School district superintendents in Class 3A approved a measure in a 102-65 vote that will put schools with large enrollments into one division and schools with small enrollments in another at the beginning of district play. The only sport this applies to, however, is football.

“I was worried we were going to get out-voted,” Llano athletic director and head football coach Craig Slaughter said. “Some of the depth issues smaller schools deal with are taken out of the equation.”

That means starting in 2014, Llano — with an enrollment of 510 students — will not have to play Burnet (951), Lampasas (978), Liberty Hill (807), Brownwood (938) or Gatesville (826) in district.

“It makes the playing field in football as level as you can get,” Slaughter said.

Why not the other sports? Slaughter believes it’s because a University Interscholastic League study that was conducted a decade ago concluded schools with larger enrollments won 85 percent of the state football championships.

“In other sports, one kid can have a way bigger impact,” he said. “In all the other sports, you see the distance staying the same. We should be with (Lampasas, Burnet and Liberty Hill) in all the other sports.”

The Llano coach said the change doesn’t mean the Yellowjackets won’t ever schedule these opponents in football. The matchups just might happen in nondistrict play.

Slaughter said it is anyone’s prediction where the University Interscholastic League will place Llano in 2014, though he doesn’t believe it will be in a district to the west because there are not any 3A members with similar enrollments in that direction.

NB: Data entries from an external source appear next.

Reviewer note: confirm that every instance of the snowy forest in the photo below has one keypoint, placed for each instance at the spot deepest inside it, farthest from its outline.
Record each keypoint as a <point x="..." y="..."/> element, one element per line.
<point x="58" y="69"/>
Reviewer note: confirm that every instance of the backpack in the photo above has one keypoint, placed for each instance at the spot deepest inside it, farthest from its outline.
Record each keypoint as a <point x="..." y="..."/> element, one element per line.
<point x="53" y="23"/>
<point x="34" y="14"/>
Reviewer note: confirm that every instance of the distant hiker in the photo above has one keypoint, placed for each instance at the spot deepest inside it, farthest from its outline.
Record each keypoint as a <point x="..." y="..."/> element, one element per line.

“Llano is very isolated,” he said. “I really think you’re going way south to San Antonio or way east towards Rockdale or Giddings, some of those guys with similar enrollments.”

Burnet athletic director Kurt Jones said he wasn’t surprised about the result of the vote. But with school district budgets already stretched, he wondered what the travel costs would be.

“There are some of those concerns,” he said. “I don’t know how the UIL will shake that up once they hand out the details.”